DER NATURALISMUS (1870/80-1900)

1. DER NATURALISMUS ALLGEMEIN

1.1. Basics

1.2. Vergleich zwischen klassischem und naturalistischem Drama

2. DER KONSEQUENTE NATURALISMUS

2.1. Arno Holz/Johannes Schlaf: „Familie Selicke“ (1890)

3. DIE DRAMEN GERHART HAUPTMANNS

3.1. Hauptmann: „Vor Sonnenaufgang“ (1789)

3.2. Hauptmann: „Die Weber“ (1892)

DAS EPISCHE THEATER

1. BRECHTS DRAMENTHEORIE

1.1. Das epische Theater:

2. WICHTIGE DRAMEN

2.1. Brecht: „Die Dreigroschenoper“ (1928)

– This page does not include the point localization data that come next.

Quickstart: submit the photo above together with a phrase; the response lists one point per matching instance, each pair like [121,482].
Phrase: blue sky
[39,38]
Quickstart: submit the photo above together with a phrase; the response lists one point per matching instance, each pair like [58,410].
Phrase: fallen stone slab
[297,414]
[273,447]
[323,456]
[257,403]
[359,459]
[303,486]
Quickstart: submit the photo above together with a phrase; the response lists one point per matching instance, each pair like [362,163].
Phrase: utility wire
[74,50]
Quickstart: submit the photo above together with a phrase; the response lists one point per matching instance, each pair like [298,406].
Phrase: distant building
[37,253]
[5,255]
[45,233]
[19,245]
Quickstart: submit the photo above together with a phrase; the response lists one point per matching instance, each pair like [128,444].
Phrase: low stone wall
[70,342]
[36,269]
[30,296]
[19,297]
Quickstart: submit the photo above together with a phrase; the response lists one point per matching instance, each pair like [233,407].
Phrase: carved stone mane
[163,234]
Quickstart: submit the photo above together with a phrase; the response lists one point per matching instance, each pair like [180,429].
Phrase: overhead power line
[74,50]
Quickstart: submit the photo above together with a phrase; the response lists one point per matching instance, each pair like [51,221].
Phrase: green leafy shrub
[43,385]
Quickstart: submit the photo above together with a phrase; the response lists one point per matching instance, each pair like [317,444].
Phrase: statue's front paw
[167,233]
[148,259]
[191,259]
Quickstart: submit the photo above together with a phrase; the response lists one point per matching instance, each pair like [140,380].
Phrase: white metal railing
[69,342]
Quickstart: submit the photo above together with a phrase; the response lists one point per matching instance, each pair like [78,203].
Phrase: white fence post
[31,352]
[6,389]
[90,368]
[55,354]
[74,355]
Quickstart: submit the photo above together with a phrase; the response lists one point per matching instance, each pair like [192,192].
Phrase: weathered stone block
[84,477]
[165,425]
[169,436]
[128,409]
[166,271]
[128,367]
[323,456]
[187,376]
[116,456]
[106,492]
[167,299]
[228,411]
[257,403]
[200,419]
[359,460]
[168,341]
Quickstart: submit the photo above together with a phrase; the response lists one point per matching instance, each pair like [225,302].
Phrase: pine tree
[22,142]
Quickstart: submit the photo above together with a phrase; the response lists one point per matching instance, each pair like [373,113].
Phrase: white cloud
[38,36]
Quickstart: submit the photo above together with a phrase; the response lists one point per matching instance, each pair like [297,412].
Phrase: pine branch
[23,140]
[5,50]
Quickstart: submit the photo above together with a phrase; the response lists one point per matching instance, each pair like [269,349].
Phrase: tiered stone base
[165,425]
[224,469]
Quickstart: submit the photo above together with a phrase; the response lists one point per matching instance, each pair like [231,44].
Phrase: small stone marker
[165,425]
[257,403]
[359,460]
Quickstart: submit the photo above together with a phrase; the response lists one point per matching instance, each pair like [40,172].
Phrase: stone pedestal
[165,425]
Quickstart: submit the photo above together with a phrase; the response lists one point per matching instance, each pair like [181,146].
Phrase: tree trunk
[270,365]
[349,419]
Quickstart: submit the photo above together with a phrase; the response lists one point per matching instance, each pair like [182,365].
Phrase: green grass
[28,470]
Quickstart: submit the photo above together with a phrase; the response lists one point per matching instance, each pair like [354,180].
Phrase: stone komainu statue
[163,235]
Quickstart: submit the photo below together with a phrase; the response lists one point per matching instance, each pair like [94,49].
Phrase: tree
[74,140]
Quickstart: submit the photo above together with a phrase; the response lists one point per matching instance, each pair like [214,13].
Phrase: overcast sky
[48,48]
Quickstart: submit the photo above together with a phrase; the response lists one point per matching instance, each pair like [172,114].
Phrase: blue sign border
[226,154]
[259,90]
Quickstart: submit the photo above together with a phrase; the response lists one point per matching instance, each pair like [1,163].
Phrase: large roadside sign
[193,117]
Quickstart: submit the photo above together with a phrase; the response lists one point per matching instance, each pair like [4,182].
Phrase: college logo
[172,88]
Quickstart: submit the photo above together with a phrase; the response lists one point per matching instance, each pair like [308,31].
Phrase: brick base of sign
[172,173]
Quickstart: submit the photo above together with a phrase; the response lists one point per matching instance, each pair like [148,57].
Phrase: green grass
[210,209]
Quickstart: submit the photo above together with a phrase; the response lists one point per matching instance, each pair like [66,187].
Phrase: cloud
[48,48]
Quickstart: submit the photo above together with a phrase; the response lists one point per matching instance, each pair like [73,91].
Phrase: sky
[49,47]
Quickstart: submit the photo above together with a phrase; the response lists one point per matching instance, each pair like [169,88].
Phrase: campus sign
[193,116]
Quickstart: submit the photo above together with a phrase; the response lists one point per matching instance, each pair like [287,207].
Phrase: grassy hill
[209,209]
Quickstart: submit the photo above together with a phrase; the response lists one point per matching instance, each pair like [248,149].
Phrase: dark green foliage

2.2. Brecht: „Die Maßnahme“ (1930/1931)

2.3. Brecht: „Mutter Courage und ihre Kinder. Eine Chronik aus dem 30-jährigen Krieg“ (1939)

2.4. Brecht: „Der gute Mensch von Sezuan“ (1953)

2.5. Brecht: „Das Leben des Galilei. Schauspiel“ (Fassung: 1955/56)

2.6. Frisch: „Andorra“ (1961):

AUFKLÄRUNG (ca. 1720 – 1785/89):

 

1. ALLGEMEINES ZUR EPOCHE DER AUFKLÄRUNG

 

1.1. Periodisierung und literarische Strömungen:

 

 Bei der Aufklärung handelt es sich um eine gesamteuropäische Bewegung, die jedoch in Deutschland – verglichen mit England und Frankreich – verhältnismäßig spät einsetzt. Vordenker der deutschen Aufklärung – zu nennen ist hier v.a. LEIBNIZ (1646-1716) – finden sich zwar schon im Spätbarock, als nennenswerte Bewegung setzt sie sich jedoch erst ab 1720 durch. Die französische Revolution (1789) bildet gewissermaßen den Ziel- und Endpunkt der Aufklärung.

 

 Prinzipiell ist zu sagen, dass solche Datierungen immer problematisch sind. Sie können allenfalls Anhaltspunkte liefern, sollten aber nicht absolut verstanden werden.

 

 Periodisierungsprobleme:

 

 Früher war es üblich, die Literatur des 18. Jahrhunderts in Aufklärung und Sturm und Drang zu unterteilen, deren Gegensatz von Vernunft und Gefühl in der Klassik aufgehoben werde. Diese schematische Einteilung gilt heute als überholt. Stattdessen wird die Aufklärung als eine dialektische Bewegung verstanden, in der es um eine ganzheitliche Entwicklung geht: in der also nicht nur die Vernunft, sondern auch das Gefühl und die Subjektivität des Einzelnen zur Entfaltung kommen.

 

 Diese Dialektik spiegelt sich nicht zuletzt im Gegen- und Miteinander von Rationalismus und Empfindsamkeit wider.

 

 Vor diesem Hintergrund lässt sich die Aufklärung in 3 Phasen unterteilen:

 

1) Frühaufklärung (ca. 1720 bis 1759): v. a. von GOTTSCHED geprägt, weshalb Lessings 17. Literaturbrief von 1759 den endgültigen Bruch mit der Frühaufklärung darstellt.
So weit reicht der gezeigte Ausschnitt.